[SOLVED] numpy.loadtxt: load a range of columns

numpy.loadtxt: load a range of columns

I have a .csv file with both string and integer - containing columns. I need to use numpy.loadtxt method to import the matrix formed from the specified columns. How can I do that? Right now I am trying to do the following:

data = np.loadtxt(open(path_to_data, "rb"), delimiter=",", skiprows=1, usecols=[1:])

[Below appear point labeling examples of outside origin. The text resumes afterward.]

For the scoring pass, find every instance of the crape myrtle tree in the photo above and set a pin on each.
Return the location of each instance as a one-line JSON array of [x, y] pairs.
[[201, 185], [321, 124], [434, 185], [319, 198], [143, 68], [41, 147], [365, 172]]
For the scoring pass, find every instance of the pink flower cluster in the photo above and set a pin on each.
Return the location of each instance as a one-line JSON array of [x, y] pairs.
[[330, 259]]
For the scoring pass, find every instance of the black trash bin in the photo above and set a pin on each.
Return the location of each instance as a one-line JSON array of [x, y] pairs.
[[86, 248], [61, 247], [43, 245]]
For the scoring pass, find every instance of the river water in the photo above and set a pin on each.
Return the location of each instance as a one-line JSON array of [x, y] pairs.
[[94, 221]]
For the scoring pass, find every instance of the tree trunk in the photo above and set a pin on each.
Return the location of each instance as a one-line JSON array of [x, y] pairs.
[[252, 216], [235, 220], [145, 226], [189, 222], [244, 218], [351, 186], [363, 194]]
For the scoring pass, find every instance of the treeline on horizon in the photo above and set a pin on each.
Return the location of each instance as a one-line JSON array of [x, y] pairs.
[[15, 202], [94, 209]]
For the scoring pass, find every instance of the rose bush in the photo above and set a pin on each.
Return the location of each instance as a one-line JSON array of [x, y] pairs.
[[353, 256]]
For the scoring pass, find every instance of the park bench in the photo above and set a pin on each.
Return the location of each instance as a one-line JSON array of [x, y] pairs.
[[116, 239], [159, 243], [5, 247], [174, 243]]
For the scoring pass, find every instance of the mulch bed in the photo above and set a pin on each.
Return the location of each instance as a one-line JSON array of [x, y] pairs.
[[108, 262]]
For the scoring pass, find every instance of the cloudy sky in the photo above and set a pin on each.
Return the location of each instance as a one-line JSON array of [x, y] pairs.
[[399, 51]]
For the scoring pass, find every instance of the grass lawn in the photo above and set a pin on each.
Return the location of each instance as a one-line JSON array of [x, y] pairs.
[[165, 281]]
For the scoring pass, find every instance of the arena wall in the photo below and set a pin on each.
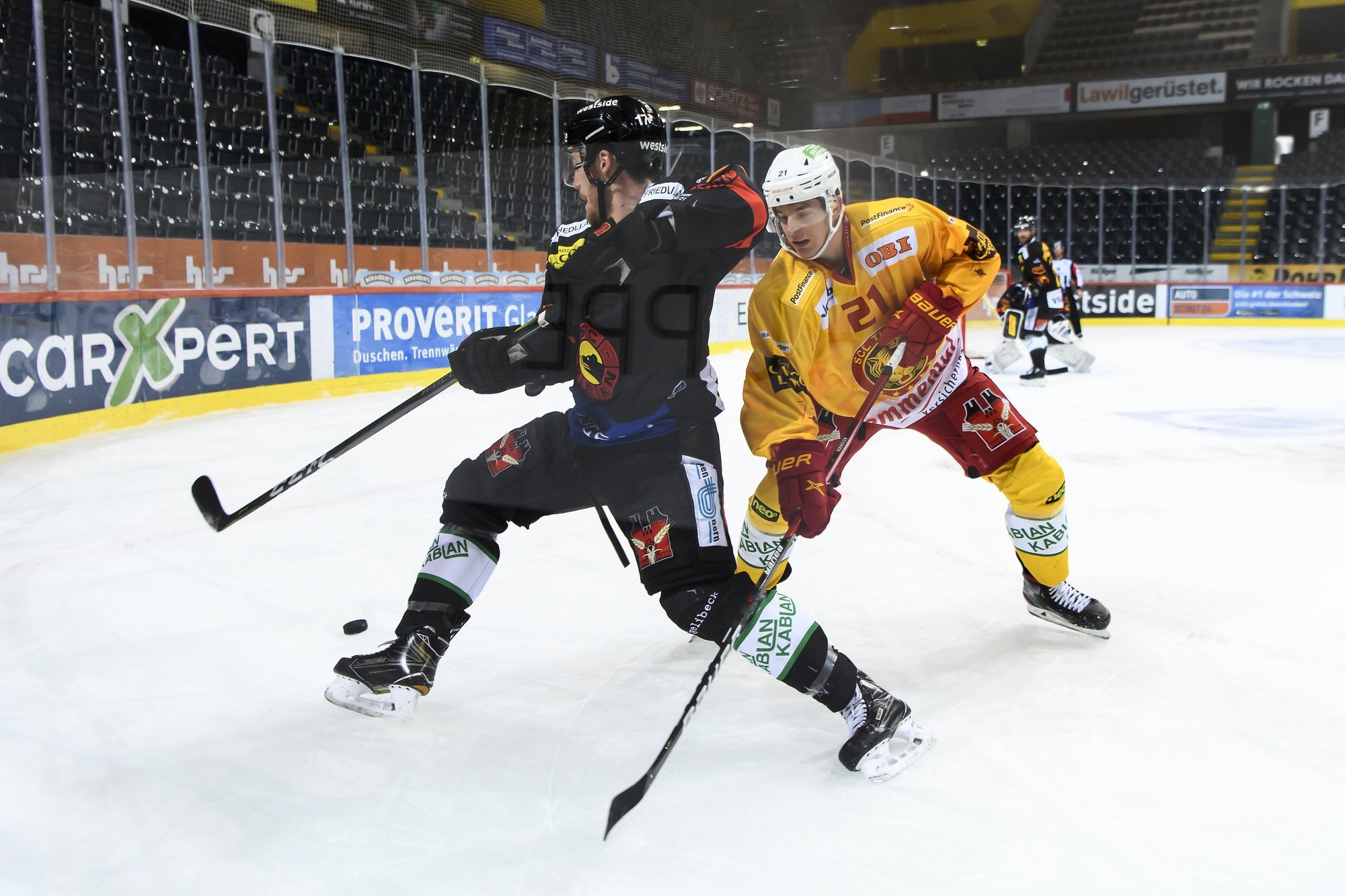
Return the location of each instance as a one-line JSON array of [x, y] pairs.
[[88, 362]]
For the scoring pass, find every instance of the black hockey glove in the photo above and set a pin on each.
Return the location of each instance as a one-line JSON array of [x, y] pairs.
[[484, 365]]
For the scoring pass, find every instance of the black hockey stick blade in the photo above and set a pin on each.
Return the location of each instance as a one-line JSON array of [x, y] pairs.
[[208, 502], [631, 797]]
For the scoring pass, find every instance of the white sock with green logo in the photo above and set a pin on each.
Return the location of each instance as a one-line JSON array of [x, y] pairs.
[[459, 563], [777, 634]]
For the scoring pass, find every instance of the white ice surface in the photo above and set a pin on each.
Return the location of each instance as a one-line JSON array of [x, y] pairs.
[[165, 728]]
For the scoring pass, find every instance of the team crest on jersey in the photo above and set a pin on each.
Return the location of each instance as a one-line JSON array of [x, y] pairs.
[[598, 365], [992, 419], [652, 534], [980, 247], [870, 360], [563, 255], [783, 376], [509, 451]]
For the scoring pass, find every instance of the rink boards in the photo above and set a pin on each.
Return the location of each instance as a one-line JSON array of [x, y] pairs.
[[85, 362]]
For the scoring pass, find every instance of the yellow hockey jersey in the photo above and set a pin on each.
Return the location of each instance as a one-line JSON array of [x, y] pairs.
[[814, 330]]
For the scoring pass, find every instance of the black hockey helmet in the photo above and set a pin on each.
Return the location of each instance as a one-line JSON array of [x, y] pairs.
[[629, 128]]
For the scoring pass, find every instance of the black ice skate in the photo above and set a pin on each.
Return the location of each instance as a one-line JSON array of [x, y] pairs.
[[391, 681], [876, 720], [1067, 606], [1035, 377]]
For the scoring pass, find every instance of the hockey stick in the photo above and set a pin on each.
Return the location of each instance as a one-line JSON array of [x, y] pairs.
[[630, 798], [208, 499]]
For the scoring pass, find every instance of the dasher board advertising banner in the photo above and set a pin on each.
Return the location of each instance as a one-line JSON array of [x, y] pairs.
[[1246, 300], [393, 331], [65, 357], [1149, 93], [1036, 100]]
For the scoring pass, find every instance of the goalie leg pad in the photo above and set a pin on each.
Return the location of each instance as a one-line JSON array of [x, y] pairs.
[[1073, 356], [1059, 331], [1005, 356]]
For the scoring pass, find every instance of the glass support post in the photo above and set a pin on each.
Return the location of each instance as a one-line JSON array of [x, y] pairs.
[[268, 60], [486, 170], [198, 100], [422, 193], [128, 188], [49, 194], [344, 154]]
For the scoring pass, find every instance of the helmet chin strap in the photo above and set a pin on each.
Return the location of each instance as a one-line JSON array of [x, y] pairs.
[[602, 188]]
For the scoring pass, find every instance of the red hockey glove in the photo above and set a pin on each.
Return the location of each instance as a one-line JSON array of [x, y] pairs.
[[925, 321], [806, 499]]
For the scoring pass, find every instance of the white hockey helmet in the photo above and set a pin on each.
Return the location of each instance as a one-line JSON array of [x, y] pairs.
[[800, 174]]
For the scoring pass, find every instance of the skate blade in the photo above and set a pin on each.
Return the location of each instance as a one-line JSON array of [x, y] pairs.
[[399, 702], [1065, 623], [882, 764]]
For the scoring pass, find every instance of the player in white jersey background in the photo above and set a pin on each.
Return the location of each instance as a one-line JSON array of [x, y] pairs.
[[1067, 272]]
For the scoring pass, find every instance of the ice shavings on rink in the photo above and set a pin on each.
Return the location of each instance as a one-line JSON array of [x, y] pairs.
[[1249, 421], [166, 729]]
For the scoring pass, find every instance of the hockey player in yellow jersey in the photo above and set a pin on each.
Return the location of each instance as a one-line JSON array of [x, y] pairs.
[[853, 287]]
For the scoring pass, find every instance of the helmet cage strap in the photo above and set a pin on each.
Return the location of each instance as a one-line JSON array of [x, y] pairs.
[[602, 185]]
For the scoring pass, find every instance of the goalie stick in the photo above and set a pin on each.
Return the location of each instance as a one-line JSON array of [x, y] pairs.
[[630, 798], [208, 499]]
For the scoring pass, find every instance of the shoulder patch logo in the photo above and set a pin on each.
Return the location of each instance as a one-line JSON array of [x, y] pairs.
[[980, 247], [783, 376], [664, 192], [563, 253]]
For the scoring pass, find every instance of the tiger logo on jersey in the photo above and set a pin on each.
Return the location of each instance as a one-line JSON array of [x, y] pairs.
[[993, 419], [872, 357]]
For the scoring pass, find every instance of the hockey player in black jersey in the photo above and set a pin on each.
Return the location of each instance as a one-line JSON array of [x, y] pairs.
[[1042, 310], [625, 318]]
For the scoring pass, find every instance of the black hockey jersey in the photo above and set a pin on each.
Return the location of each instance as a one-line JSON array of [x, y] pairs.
[[634, 303], [1034, 263]]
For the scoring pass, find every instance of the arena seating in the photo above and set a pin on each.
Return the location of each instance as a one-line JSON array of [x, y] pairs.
[[1114, 184], [1299, 197], [1093, 37]]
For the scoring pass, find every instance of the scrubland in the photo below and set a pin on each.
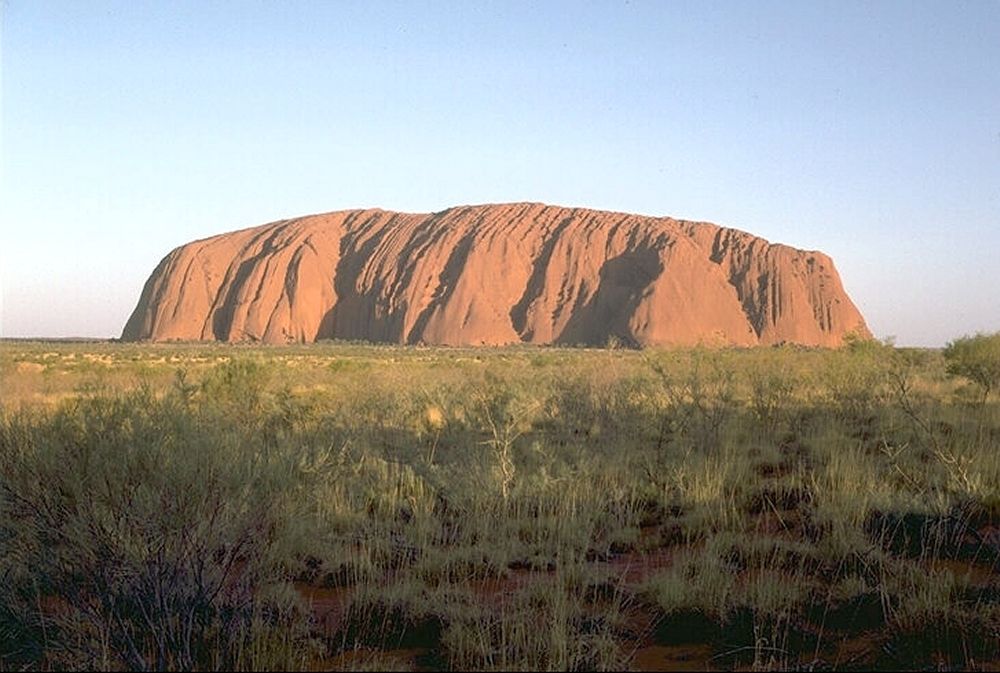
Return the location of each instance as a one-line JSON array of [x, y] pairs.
[[357, 507]]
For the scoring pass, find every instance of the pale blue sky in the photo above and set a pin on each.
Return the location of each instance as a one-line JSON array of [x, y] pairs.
[[869, 131]]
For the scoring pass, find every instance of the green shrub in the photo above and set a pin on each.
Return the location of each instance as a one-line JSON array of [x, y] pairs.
[[976, 358]]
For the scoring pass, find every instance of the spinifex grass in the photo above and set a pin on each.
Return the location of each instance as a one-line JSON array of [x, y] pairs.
[[354, 506]]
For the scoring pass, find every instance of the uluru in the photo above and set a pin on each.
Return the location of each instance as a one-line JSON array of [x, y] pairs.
[[494, 275]]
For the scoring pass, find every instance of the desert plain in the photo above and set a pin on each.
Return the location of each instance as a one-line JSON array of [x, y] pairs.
[[353, 506]]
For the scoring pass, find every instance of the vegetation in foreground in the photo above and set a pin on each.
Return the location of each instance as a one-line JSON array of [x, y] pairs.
[[363, 508]]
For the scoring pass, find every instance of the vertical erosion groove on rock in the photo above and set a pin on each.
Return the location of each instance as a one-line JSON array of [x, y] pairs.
[[492, 275]]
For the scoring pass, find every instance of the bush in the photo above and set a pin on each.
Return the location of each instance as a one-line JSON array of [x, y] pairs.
[[976, 358]]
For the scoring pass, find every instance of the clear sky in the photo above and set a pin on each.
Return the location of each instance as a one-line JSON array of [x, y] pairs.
[[870, 131]]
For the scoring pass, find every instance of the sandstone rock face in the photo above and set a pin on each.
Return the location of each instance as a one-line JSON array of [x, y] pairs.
[[491, 275]]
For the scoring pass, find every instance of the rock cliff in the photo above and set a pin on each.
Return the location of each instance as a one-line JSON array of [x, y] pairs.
[[494, 274]]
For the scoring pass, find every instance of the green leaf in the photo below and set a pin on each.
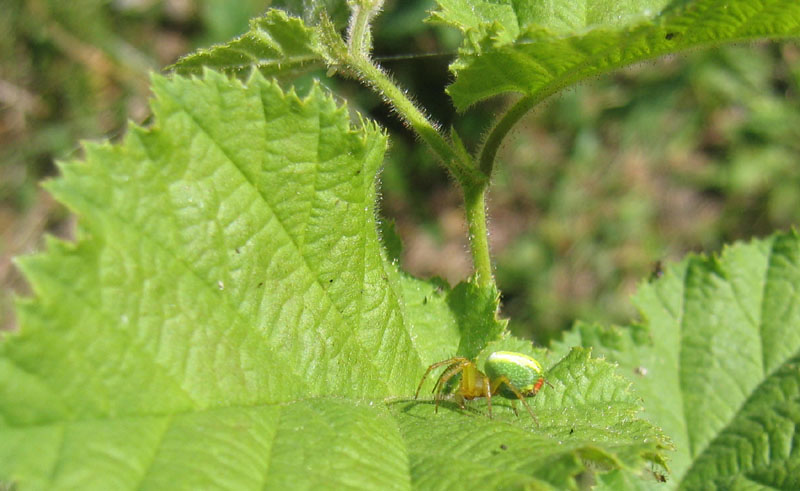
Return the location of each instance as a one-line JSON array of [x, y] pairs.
[[717, 363], [276, 44], [539, 48], [228, 318]]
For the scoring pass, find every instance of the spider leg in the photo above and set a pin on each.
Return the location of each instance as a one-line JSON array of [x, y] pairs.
[[445, 377], [539, 383], [504, 380], [488, 385], [451, 361]]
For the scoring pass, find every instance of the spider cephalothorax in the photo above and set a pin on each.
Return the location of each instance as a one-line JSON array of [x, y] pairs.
[[509, 374]]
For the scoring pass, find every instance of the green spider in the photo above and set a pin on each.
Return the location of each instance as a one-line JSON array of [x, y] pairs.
[[509, 374]]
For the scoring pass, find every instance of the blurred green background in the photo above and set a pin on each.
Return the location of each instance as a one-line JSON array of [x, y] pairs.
[[594, 189]]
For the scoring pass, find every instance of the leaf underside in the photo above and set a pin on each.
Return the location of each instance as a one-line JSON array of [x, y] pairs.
[[228, 318], [536, 49], [717, 363]]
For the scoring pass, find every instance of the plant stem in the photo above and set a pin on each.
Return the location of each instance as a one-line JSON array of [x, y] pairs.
[[473, 182], [465, 172], [359, 37], [498, 133], [475, 204]]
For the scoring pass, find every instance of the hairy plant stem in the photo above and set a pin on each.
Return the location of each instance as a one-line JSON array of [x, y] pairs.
[[475, 205], [473, 182], [500, 130]]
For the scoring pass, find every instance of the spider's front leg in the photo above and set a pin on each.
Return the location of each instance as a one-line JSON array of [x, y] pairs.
[[451, 361]]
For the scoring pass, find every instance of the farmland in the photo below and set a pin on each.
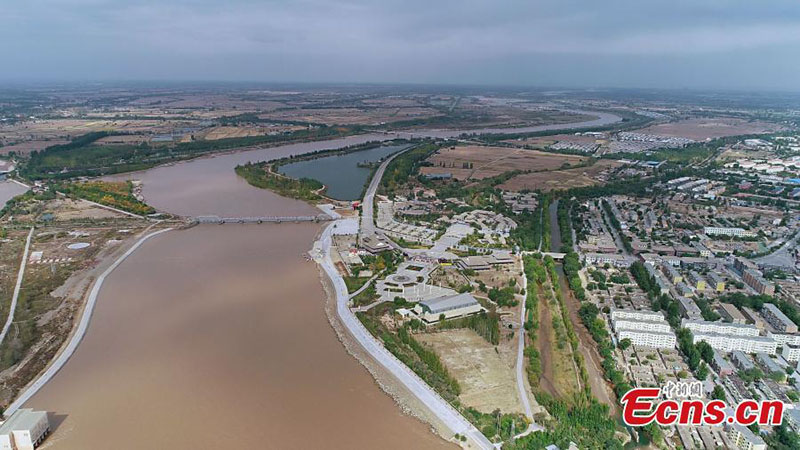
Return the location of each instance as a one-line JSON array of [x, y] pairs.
[[479, 162]]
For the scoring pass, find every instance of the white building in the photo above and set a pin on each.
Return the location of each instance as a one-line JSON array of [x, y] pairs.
[[640, 325], [728, 343], [728, 231], [778, 319], [652, 316], [745, 439], [791, 353], [648, 338], [613, 259], [735, 329], [24, 430]]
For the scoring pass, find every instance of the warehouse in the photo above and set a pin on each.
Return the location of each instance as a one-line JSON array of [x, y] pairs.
[[449, 306]]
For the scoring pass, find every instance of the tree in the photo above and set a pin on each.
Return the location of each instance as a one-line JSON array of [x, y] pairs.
[[718, 393], [706, 352], [702, 372]]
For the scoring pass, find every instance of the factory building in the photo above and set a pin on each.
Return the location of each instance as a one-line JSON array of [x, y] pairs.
[[24, 430]]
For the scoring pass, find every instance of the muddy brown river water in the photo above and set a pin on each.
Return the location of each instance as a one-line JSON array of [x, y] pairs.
[[216, 337]]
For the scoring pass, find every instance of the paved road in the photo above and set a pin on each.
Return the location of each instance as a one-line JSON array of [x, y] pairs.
[[521, 391], [451, 418], [64, 356], [17, 287], [367, 207]]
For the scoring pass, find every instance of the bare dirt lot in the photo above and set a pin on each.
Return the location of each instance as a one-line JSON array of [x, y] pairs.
[[702, 129], [562, 179], [224, 132], [486, 378], [477, 162]]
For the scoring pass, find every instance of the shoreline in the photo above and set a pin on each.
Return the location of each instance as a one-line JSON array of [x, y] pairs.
[[387, 383], [80, 328]]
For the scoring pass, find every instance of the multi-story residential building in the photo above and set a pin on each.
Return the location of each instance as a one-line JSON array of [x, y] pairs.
[[791, 353], [697, 280], [741, 360], [728, 231], [745, 439], [615, 260], [717, 283], [731, 313], [641, 325], [754, 318], [703, 326], [689, 308], [785, 339], [648, 338], [754, 279], [728, 342], [672, 275], [720, 365], [778, 319], [632, 314]]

Basically trying to read all columns but first, but it is giving an error:

SyntaxError: invalid syntax

Because such syntax is not allowed: usecols=[1:]

Solution

This is the syntax error:

In [153]: [1:]
  File "<ipython-input-153-4bac19319341>", line 1
    [1:]
      ^
SyntaxError: invalid syntax

It's not specific to loadtxt.

Use

data = np.loadtxt(open(path_to_data, "rb"), delimiter=",", skiprows=1, usecols=np.arange(1,n))

where n is the total number of columns.

usecols : int or sequence, optional
    Which columns to read, with 0 being the first. For example,
    ``usecols = (1,4,5)`` will extract the 2nd, 5th and 6th columns.
    The default, None, results in all columns being read.

If you don't know n, and don't want to use a preliminary file read to determine it, genfromtxt might be easier.

data = np.genfromtxt(..., delimiter=',', skiprows=1)

should load all columns, putting nan where it can't convert the string into float. If those nan are all in the first column, then

data = data[:,1:]

should give you all but the first column.

genfromtxt is a little more forgiving when it comes to converting strings to floats.